The firm of publishers who had been fortunate enough to secure the issue of Mr. Courtland’s new book were delighted. If Mr. Ayrton could only have seen his way to introduce their names and their address in his counter-question, their cup of happiness would have been complete, they said. They managed, however, to induce the proprietors of a young lady who was reputed to be the vulgarest and most fascinating of all music-hall artistes, to introduce Mr. Courtland’s name into one of the movable stanzas of her most popular lyric: those stanzas which are changed from week to week, so as to touch upon the topics which are uppermost in the minds—well, not exactly the minds—of the public. It is scarcely necessary to say that this form of advertisement is worth columns of the daily papers; and if Mr. Courtland had only shown himself appreciative of his best interests and had changed the title of his book to “The Land of the New Guinea Pig,” instead of “The Quest of the Meteor-Bird,” they would have gone to press with an extra thousand copies.
But even as it was they knew that between the member of Parliament and the music-hall young lady the sale of the book was a certainty. Their calculations were not at fault. The publishers sent a liberal subscription to the Nonconformist Eastern Mission, whose agents had stimulated public curiosity in Mr. Courtland’s new book by suggesting that he had carried out, single-handed, one of the most atrocious massacres of recent years; and a diamond brooch to the music-hall young lady who had so kindly worked in the reference to the book after dancing one of her most daring hornpipes in the uniform of a midshipman; they doubled the lines of their announcements in the advertising columns of the paper that had issued the cartoon of the New Guinea Pig, and, finally, they sent a presentation copy of “The Quest of the Meteor-Bird,” to Mr. Ayrton.

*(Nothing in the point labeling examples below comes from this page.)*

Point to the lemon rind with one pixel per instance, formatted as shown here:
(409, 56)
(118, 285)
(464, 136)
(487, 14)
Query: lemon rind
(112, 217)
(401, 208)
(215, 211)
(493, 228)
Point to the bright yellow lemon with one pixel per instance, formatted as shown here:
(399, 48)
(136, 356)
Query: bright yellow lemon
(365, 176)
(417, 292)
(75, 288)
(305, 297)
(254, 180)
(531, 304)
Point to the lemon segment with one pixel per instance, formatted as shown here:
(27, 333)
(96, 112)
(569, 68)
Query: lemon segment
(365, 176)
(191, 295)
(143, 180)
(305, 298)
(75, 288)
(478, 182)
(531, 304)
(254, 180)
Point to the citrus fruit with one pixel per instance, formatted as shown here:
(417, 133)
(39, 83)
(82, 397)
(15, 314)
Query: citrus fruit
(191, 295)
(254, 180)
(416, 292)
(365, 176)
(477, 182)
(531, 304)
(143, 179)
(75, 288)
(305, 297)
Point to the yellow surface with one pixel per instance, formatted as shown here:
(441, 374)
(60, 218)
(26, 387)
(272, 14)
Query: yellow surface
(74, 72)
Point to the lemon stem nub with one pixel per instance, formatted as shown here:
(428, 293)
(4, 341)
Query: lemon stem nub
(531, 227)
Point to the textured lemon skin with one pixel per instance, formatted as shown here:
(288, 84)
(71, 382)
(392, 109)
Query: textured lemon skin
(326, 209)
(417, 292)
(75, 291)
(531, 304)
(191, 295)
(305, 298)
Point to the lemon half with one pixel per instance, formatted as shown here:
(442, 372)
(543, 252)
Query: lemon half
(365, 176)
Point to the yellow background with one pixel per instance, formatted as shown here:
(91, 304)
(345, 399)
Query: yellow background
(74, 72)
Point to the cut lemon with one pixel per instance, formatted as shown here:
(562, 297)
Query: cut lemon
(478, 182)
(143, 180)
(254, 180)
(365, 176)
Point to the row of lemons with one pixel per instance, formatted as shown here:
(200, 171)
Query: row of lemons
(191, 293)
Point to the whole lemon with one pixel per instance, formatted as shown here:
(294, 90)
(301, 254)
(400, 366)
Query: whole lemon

Then, as everyone was humming the lines of the music-hall young lady:
“From the land of far
New Guinea
Came a little pig-a-ninny,”
the daily papers were bound to give two-column reviews to the book on the day of its publication; and as the rod which Moses cast down before Pharaoh swallowed up the wriggling rods of the magicians, the interest attaching to Mr. Courtland’s book absorbed that which attached to all the other books of the season, including “Revised Versions,” though the publishers of the latter moved heaven and earth (that is to say, the bishop and the people’s churchwarden) to get the Rev. George Holland prosecuted. If either had been susceptible to reason, and had got up a case against their author, the publishers declared that Mr. Courtland’s book would not have had a chance with “Revised Versions.” To be sure they admitted that the report that Mr. Holland had been thrown over by the lady who had promised to marry him had given a jerk forward to the sales; but when Mr. George Holland had been so idiotically blind to his best interests and (incidentally) the best interests of his publishers, as to contradict this suggestion of incipient martyrdom, and thus an excellent advertisement had been lost, and everyone was, in a week or two, talking about “The Quest of the Meteor-Bird,” while only a few continued shaking their heads over “Revised Versions.”